The tragedy of “Black-Ink Insolvency”
What makes this “2025 Cliff” so uniquely devastating is the phenomenon of kuroji haigyo, or “black-ink insolvency”.
In a normal capitalist framework, businesses die because they fail to adapt or accumulate insurmountable debt. Japan’s SME crisis defies this logic entirely. A vast majority of the businesses facing closure are perfectly profitable, and there is absolutely no rational economic reason for their liquidation.
Yet, the liquidations are happening at a terrifying pace. In 2024 alone, over 69,000 Japanese businesses closed their doors despite operating firmly in the black. According to Tokyo Shoko Research, a staggering 55% of SMEs that suspended operations or closed in recent years were entirely profitable. They shut down simply because they could not find a successor.
During the economic boom of the 1980s, over 90% of Japanese SMEs were seamlessly handed down within the family. Today, that rate of familial succession has collapsed to below 30%.
But why??
The Japanese burden of pride
To understand why a rational human being would voluntarily liquidate a multi-million dollar profitable enterprise rather than sell it, you have to look at the psychology of the aging Japanese CEO.
For the patriarchs who built their companies from the ashes of post-war Japan the business is a living extension of themselves. It defines their personal identity and their ultimate standing within the community.

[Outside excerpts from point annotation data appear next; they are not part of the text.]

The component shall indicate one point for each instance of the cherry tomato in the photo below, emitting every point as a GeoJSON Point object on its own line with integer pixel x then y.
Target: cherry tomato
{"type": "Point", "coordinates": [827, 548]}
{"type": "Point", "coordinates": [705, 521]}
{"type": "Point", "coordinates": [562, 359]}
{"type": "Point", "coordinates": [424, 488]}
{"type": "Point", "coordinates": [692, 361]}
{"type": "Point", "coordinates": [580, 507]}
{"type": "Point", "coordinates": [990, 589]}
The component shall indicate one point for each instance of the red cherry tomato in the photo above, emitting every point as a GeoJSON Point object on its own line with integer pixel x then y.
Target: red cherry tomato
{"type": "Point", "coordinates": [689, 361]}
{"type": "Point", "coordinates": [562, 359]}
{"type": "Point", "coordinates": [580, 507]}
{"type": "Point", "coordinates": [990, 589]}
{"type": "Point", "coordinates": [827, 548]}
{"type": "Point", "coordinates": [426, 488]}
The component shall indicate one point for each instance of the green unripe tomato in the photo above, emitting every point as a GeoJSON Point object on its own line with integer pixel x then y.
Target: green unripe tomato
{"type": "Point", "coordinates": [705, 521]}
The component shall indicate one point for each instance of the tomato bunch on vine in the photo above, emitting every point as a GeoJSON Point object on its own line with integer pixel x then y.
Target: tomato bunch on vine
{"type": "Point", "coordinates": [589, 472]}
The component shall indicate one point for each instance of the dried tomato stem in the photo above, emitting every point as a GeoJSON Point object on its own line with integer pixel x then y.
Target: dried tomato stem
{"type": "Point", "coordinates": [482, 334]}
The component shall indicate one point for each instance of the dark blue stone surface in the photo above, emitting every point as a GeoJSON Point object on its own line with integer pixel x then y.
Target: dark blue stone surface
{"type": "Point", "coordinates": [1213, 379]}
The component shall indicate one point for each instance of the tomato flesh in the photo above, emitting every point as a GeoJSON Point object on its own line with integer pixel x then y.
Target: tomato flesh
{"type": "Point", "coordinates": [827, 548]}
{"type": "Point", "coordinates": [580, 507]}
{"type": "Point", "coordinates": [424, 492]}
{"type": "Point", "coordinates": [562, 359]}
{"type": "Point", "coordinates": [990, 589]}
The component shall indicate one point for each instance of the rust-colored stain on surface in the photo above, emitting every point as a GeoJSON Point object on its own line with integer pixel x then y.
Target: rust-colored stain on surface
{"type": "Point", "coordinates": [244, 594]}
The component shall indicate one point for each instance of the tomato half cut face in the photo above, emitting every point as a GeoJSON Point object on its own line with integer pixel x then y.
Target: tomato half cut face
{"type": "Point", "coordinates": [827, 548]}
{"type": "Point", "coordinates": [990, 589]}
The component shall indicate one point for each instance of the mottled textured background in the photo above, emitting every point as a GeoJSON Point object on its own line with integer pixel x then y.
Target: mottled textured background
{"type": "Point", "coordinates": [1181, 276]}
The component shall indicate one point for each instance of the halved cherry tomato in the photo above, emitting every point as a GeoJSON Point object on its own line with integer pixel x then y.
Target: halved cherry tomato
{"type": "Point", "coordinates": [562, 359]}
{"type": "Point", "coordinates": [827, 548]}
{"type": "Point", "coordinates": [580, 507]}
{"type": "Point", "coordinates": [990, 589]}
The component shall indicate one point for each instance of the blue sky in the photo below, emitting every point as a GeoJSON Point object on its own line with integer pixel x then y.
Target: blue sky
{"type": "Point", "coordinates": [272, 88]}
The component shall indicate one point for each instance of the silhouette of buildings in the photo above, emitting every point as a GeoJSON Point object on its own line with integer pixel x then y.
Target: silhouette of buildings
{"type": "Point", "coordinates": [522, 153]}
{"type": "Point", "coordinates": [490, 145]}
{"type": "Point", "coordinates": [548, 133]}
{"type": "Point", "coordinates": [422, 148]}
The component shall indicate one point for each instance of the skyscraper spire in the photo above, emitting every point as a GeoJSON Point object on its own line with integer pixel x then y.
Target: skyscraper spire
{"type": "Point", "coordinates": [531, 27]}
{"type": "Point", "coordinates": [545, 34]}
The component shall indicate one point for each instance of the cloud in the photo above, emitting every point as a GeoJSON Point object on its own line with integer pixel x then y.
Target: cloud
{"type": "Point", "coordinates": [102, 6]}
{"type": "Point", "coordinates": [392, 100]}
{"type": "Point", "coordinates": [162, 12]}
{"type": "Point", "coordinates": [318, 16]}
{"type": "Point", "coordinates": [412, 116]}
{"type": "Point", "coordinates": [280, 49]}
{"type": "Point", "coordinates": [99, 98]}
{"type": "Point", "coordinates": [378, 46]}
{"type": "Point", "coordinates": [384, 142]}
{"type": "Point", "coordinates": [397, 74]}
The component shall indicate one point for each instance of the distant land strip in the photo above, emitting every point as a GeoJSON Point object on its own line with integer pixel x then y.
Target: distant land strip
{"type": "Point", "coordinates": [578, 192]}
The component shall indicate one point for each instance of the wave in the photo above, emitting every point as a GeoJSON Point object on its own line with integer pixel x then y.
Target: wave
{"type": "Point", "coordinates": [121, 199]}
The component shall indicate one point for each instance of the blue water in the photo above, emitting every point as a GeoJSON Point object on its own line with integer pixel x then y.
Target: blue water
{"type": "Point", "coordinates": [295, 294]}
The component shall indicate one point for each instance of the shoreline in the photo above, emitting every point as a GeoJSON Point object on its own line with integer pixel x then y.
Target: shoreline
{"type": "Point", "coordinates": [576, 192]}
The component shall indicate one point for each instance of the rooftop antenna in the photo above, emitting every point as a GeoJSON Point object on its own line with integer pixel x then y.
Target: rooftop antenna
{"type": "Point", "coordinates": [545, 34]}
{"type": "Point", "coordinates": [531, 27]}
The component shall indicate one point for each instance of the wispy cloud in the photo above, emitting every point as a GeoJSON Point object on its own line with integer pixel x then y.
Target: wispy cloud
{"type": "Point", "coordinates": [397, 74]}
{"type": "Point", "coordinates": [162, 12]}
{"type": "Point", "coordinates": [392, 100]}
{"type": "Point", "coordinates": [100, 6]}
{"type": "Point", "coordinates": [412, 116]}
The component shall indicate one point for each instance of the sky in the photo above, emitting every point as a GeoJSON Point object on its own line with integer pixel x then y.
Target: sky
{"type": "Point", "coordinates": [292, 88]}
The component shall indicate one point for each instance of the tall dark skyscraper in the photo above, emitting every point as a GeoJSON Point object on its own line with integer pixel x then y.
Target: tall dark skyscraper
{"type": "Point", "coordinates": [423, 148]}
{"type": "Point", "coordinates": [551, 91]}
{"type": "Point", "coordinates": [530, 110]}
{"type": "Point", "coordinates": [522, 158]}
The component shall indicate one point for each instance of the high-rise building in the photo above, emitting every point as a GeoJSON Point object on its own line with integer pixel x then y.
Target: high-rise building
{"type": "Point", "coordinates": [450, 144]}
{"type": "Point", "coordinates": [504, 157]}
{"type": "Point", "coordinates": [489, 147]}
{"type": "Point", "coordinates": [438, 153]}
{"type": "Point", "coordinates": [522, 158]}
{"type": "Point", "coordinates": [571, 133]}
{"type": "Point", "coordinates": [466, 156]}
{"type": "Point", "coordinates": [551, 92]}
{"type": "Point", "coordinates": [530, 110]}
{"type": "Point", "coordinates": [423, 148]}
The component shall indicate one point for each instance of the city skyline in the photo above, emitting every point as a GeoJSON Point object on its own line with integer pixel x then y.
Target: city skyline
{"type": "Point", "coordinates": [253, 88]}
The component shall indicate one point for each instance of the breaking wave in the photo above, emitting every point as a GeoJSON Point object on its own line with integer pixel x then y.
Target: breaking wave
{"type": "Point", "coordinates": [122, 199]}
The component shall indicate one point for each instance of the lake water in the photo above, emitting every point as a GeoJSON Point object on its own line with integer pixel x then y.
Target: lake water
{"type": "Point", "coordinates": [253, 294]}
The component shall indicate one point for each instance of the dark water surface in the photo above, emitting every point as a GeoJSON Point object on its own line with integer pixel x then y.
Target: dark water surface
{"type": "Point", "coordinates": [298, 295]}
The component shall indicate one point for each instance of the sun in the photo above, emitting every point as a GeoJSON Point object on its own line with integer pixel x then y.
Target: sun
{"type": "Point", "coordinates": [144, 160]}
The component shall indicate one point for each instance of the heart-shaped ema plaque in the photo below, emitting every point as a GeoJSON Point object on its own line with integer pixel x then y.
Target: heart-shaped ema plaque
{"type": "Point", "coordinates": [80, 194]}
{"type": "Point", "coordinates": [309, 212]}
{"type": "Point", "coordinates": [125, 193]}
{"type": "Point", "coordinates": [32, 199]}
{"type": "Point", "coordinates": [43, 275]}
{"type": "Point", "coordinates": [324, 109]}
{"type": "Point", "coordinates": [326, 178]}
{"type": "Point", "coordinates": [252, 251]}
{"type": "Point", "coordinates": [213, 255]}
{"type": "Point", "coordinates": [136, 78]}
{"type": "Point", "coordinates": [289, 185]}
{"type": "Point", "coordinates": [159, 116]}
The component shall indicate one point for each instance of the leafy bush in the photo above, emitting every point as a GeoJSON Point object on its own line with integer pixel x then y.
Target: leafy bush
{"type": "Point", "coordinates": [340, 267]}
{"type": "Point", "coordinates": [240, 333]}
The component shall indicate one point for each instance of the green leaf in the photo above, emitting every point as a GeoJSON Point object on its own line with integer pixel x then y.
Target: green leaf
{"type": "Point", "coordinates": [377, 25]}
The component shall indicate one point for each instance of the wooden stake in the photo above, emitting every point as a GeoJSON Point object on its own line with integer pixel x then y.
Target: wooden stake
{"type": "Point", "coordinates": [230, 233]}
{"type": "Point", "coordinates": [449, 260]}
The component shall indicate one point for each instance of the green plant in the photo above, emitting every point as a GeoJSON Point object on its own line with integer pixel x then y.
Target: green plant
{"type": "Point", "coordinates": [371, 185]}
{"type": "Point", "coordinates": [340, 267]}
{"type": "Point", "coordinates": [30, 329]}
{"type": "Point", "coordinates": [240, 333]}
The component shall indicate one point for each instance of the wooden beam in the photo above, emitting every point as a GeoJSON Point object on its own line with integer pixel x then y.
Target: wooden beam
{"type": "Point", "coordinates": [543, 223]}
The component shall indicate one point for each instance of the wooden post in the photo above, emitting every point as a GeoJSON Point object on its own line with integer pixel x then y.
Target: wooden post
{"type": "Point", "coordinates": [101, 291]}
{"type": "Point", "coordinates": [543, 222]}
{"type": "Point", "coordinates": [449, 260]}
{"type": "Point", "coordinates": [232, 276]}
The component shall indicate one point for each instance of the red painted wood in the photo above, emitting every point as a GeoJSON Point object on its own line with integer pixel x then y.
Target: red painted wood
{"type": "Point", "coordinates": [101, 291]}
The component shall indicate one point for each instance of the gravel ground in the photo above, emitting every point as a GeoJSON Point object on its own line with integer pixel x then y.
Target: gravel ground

In Japan, the absolute cultural expectation is that the enterprise will be passed down to the eldest son. Selling the company to a third party is often viewed as a profound personal failure. It is internalized as a shameful abandonment of loyal employees and a public declaration that the family bloodline has failed to produce a worthy successor.
Historically, Japanese culture possessed a pragmatic mechanism for bypassing an unsuitable biological heir called the Mukoyoshi (婿養子). Dating back over 1,300 years, the Mukoyoshi is the practice of adopting a capable adult male to take on the family name and inherit the business. This created a ruthless meritocracy within the guise of a family business.
It also prompted the famous Japanese proverb:
“Better to have daughters than sons, for then I can choose my sons”.
As Japan modernized, Western concepts of individual autonomy took firm hold. The Mukoyoshi practice experienced a drastic decline. Modern Japanese professionals are overwhelmingly unwilling to abandon their own surnames and submit to the absolute authority of an adoptive patriarch.
Faced with the collapse of the Mukoyoshi tradition, the aging founder looks at his bloodline and is faced with a baka musuko, or foolish and entirely unsuitable son.
The man spent decades pouring his sweat into building a thriving enterprise from the dirt up, only to realize his legacy rests on a kid completely sheltered from the grit required to run it, a bleached-blonde Yankee who couldn’t read a balance sheet if his life depended on it, or an Otaku shut-in paralyzed by the mere thought of human interaction.
Even when the children are capable they have often already migrated to Tokyo. Convincing them to abandon that comfortable life to return to a declining rural prefecture and run a loud, grimy metal-stamping plant is a lost cause.
Torn between his life’s work and a son unwilling or unable to take the helm, the CEO succumbs to stubborn pride. He refuses to step down. He refuses to sell. Ultimately, his refusal to let go condemns a thriving empire to die alongside him.